I made the 1.6 mile trek along the exposed ridge line in just under two hours, so I was actually feeling pretty good about my time. Unfortunately, I was NOT feeling so good about my exposed skin, as it was getting noticeably pink. I knew I had slathered on SPF-50 before hitting the sun areas (I still had the bottle), but then I remembered the awful truth about sunscreens:
http://www.mayoclinic.org/healthy-li...e/faq-20057957
Now I was fully exposed to carcinogenic, thermonuclear radiation; and nowhere to hide from it – so I just decided to keep walking. Since I left to go down the Falling Water Trail at 3pm, and it took me just over five hours to get up this trail (with rain delay and without my pole), I figured that I would have no problem getting off the trail well before dark.

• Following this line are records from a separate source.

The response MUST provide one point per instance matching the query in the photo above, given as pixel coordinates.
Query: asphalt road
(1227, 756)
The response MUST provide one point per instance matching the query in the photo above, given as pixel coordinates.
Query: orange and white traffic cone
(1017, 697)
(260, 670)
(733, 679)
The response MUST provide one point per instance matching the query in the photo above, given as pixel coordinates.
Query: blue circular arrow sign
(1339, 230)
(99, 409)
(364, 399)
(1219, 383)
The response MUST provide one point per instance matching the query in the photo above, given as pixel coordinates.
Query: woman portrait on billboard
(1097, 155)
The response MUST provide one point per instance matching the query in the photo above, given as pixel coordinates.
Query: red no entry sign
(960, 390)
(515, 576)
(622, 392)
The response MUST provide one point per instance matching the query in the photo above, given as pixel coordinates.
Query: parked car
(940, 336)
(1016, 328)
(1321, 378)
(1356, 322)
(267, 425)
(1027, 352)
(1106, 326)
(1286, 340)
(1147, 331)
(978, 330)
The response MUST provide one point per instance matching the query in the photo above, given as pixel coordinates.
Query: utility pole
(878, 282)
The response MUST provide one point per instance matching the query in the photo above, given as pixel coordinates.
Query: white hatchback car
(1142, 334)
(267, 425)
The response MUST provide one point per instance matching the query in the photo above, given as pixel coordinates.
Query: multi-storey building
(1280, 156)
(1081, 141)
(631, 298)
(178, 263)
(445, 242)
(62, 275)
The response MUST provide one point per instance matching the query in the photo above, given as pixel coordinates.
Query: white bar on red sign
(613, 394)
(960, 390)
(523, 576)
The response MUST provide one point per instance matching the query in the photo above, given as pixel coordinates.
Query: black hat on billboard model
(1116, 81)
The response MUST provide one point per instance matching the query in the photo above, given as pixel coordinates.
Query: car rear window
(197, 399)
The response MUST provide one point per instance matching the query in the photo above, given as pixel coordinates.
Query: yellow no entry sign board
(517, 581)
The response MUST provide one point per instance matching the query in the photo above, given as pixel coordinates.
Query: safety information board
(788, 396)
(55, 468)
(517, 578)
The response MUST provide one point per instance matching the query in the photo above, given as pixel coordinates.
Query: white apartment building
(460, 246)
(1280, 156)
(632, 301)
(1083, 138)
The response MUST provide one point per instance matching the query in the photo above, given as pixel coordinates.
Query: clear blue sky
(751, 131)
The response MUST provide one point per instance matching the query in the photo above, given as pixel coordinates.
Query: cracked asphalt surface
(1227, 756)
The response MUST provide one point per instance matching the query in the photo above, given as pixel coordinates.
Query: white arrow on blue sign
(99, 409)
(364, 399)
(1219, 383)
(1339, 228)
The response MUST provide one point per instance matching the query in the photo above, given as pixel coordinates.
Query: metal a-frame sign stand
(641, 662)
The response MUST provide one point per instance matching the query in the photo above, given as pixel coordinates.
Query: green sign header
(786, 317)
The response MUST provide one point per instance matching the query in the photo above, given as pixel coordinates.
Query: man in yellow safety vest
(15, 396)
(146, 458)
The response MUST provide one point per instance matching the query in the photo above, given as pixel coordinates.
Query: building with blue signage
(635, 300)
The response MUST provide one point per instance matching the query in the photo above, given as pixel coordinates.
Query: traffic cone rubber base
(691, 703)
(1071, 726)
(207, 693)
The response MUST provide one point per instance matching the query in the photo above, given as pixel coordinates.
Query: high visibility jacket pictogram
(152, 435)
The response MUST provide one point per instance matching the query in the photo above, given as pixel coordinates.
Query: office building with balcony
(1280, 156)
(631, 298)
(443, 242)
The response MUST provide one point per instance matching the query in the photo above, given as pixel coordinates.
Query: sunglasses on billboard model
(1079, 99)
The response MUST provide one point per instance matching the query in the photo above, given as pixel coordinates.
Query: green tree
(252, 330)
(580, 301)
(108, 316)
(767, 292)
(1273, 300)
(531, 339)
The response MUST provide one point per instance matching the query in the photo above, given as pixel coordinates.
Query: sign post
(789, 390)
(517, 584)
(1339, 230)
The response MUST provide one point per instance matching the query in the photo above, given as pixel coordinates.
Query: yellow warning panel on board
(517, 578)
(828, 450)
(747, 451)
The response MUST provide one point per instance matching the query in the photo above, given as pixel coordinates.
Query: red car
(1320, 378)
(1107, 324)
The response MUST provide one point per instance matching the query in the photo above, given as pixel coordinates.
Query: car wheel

Unfortunately, even this plan became a bit ‘iffy.’ This trail is full of rocks and uneven steps, so (again) I couldn’t get up to a good pace for fear of falling. I did manage to get back to the car at about 8pm (ie, just before dark), but I was quite glad I didn’t linger anywhere on Franconia Ridge.

Despite finding that my last night would be spent in a co-ed bunk room (hey, I was warned that it might happen), I slept quite well. Amazingly, the towel I had left at the Lafayette Campground shower area had been turned into the lost & found, so I got it back with no trouble. I then had a long, but uneventful, drive home.

When I got back home, Shuttle was nervous about hearing that I got off the trail. "I don't want you to end up like Inchworm!", she said. I pointed out that, if Inchworm had gotten off the trail within half a mile of a major interstate, she wouldn't have been lost for very long. Yes, my stupidity cost me a less than ideal evening, but I was never in much danger as long as I didn't panic.

I’m still not sure what happens next. The rain and heat shows no sign of letting up in the areas I want to hike in, so it may be a while before I return. I’m DEFINITELY returning to the Notch Hostel when I attempt to fill a few gaps in the Franconia area, but I don’t know when the opportunity will arise again. This may be one of my worst A.T. hiking years since I began my serious hopes of doing all the miles back in 2004.